En el mundo los productores agrícolas reportan millones de dólares de pérdidas en sus cultivos a causa de las bajas temperaturas producidas por las heladas. Cada año las cosechas de agricultores mexicanos resultan afectadas por estos fenómenos climáticos.

En Tamaulipas, por ejemplo, entre noviembre y diciembre del año pasado los frentes fríos afectaron más de 30 mil hectáreas de sembradíos, con una merma estimada en 300 millones de pesos, de acuerdo a reportes de la delegación estatal de la Secretaría de Agricultura, Ganadería, Desarrollo Rural, Pesca y Alimentación (Sagarpa).

Dora Luz Cano Ramírez, estudiante de la maestría en Ciencias Bioquímicas de la UNAM, indaga los mecanismos utilizados por las plantas para resistir bajas temperaturas, conocimiento útil en el desarrollo de semillas resistentes al frío, una línea de investigación poco explorada a nivel mundial.

En sus trabajos observó que los esfingolípidos, abundantes en la membrana de las células vegetales, funcionan como moléculas estructurales involucradas en la percepción de temperatura, así como señalizadores en el proceso de adaptación al frío. Así, las plantas modifican la composición y propiedades físicas de sus membranas celulares para sobrevivir a cambios climáticos.

A futuro, con la aplicación de este conocimiento básico los agricultores tendrían acceso a semillas para sembrar plantas resistentes a nevadas y heladas, con el fin de reducir daños en los cultivos sensibles al frío y evitar las pérdidas en la producción, comentó la galardonada con la beca Carl Storm International Diversity Fellowship.

Vigías del clima

Una helada es la ocurrencia de una temperatura del aire de cero grados centígrados (0°C) o inferior, medida a una altura de entre 1.25 y dos metros por encima del nivel del suelo. La congelación ocurre si el agua dentro de la planta pasa de líquido a hielo. Esto puede o no dañar el tejido, según la tolerancia adquirida o inherente de cada especie vegetal.
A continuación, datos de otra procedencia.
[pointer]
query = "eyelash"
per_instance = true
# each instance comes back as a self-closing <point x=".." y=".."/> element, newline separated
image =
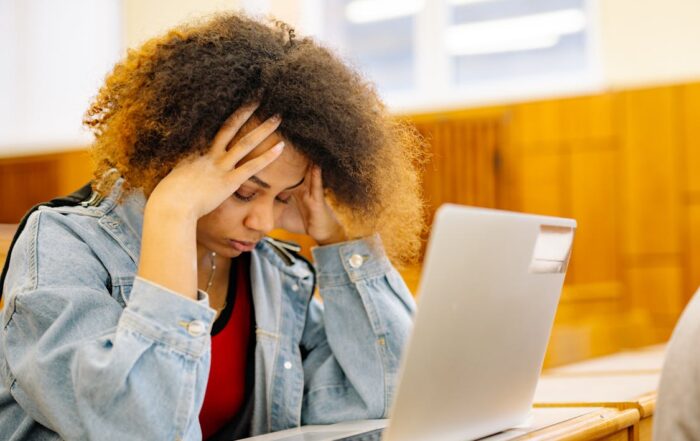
<point x="240" y="197"/>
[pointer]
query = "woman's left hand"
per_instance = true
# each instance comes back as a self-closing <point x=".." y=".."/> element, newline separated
<point x="309" y="213"/>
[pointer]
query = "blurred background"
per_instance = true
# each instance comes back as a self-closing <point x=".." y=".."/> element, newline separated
<point x="580" y="108"/>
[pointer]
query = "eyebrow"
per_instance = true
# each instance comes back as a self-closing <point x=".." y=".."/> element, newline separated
<point x="265" y="185"/>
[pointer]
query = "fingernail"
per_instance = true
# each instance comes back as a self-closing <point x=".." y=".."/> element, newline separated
<point x="278" y="147"/>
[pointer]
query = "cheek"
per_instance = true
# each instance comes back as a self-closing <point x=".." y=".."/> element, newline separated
<point x="225" y="216"/>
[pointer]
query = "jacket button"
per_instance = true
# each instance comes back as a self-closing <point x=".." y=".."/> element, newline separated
<point x="196" y="328"/>
<point x="356" y="261"/>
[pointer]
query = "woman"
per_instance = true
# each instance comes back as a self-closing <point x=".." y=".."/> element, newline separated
<point x="159" y="309"/>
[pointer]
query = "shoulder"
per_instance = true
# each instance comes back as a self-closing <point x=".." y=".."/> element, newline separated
<point x="56" y="248"/>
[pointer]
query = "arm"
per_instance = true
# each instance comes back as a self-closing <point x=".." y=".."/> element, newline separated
<point x="353" y="343"/>
<point x="83" y="367"/>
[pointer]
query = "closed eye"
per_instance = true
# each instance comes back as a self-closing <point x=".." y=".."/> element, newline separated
<point x="243" y="197"/>
<point x="249" y="197"/>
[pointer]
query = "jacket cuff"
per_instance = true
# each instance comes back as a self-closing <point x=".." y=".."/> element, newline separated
<point x="169" y="318"/>
<point x="349" y="262"/>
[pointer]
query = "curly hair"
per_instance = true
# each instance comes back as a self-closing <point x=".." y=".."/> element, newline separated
<point x="168" y="98"/>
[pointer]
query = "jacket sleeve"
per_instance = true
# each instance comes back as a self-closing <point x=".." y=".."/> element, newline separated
<point x="353" y="342"/>
<point x="86" y="367"/>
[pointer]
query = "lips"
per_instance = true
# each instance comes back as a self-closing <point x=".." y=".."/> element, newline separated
<point x="242" y="246"/>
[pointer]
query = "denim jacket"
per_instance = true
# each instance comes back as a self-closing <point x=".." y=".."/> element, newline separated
<point x="89" y="351"/>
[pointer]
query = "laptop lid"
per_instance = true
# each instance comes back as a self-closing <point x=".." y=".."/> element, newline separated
<point x="488" y="294"/>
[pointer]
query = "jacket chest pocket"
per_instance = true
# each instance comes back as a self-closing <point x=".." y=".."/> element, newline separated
<point x="121" y="289"/>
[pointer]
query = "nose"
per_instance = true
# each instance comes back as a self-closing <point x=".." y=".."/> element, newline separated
<point x="261" y="217"/>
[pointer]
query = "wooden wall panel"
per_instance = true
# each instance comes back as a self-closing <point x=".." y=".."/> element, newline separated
<point x="27" y="181"/>
<point x="542" y="187"/>
<point x="693" y="262"/>
<point x="593" y="200"/>
<point x="650" y="166"/>
<point x="691" y="137"/>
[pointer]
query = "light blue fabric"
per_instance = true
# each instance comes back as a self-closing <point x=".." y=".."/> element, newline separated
<point x="88" y="351"/>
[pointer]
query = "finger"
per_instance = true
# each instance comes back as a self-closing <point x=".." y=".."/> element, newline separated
<point x="251" y="140"/>
<point x="241" y="174"/>
<point x="232" y="125"/>
<point x="316" y="187"/>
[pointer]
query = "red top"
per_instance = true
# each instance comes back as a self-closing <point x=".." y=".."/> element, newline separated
<point x="225" y="392"/>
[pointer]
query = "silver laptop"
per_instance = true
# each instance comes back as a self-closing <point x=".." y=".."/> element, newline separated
<point x="487" y="298"/>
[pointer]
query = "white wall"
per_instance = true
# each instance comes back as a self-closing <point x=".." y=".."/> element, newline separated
<point x="647" y="42"/>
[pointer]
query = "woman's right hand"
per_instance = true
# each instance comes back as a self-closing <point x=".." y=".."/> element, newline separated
<point x="200" y="183"/>
<point x="195" y="187"/>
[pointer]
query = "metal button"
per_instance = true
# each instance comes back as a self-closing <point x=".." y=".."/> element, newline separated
<point x="196" y="328"/>
<point x="356" y="260"/>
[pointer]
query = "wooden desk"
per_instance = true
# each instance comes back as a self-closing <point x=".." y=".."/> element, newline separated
<point x="569" y="424"/>
<point x="585" y="423"/>
<point x="637" y="392"/>
<point x="643" y="361"/>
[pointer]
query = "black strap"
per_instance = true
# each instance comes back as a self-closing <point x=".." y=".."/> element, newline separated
<point x="73" y="199"/>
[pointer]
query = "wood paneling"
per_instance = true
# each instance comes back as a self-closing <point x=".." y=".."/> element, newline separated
<point x="691" y="136"/>
<point x="593" y="200"/>
<point x="650" y="167"/>
<point x="693" y="262"/>
<point x="30" y="180"/>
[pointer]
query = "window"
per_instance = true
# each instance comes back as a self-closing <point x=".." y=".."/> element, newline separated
<point x="438" y="53"/>
<point x="55" y="56"/>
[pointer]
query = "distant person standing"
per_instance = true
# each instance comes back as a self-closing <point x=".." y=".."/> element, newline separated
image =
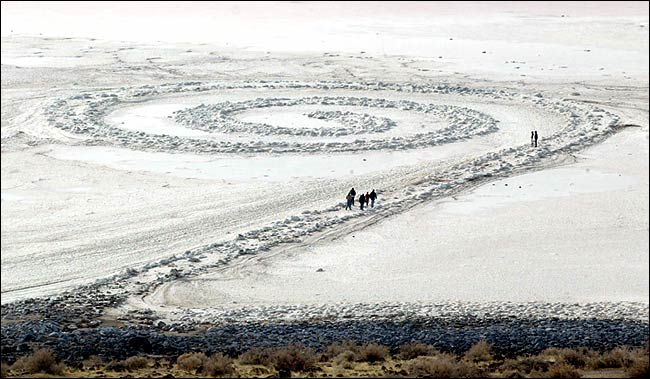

Un evento de esa naturaleza se convierte en congelación al formarse hielo dentro o fuera de las células vegetales, reiteró, y el deterioro ocurre si se dañan las estructuras membranales y se deshidratan las células, lo que conduce a su muerte, de acuerdo con la Organización de las Naciones Unidas para la Alimentación y la Agricultura (FAO, por sus siglas en inglés).

El grupo de investigación al que pertenece la universitaria analiza la contribución de los esfingolípidos en distintas funciones estructurales y de señalización celular en las plantas en condiciones adversas, como el ataque de agentes patógenos o bajas temperaturas.

Con la asesoría de Marina Gavilanes-Ruiz, investigadora del Departamento de Bioquímica de la Facultad de Química, “estudiamos cómo las plantas son capaces de “sensar”, transmitir y adaptarse a cambios de temperatura en su entorno, lo que les permite sobrevivir a modificaciones climáticas”.

Se trata de conocer, con exactitud, el “cableado” desde el exterior de las plantas, hasta el núcleo de las células que las forman y lo que sucede en la membrana de estas últimas para adaptarse al frío. Los trabajos son necesarios para comprender el fenómeno y después aplicarlo en la industria y el campo, concluyó.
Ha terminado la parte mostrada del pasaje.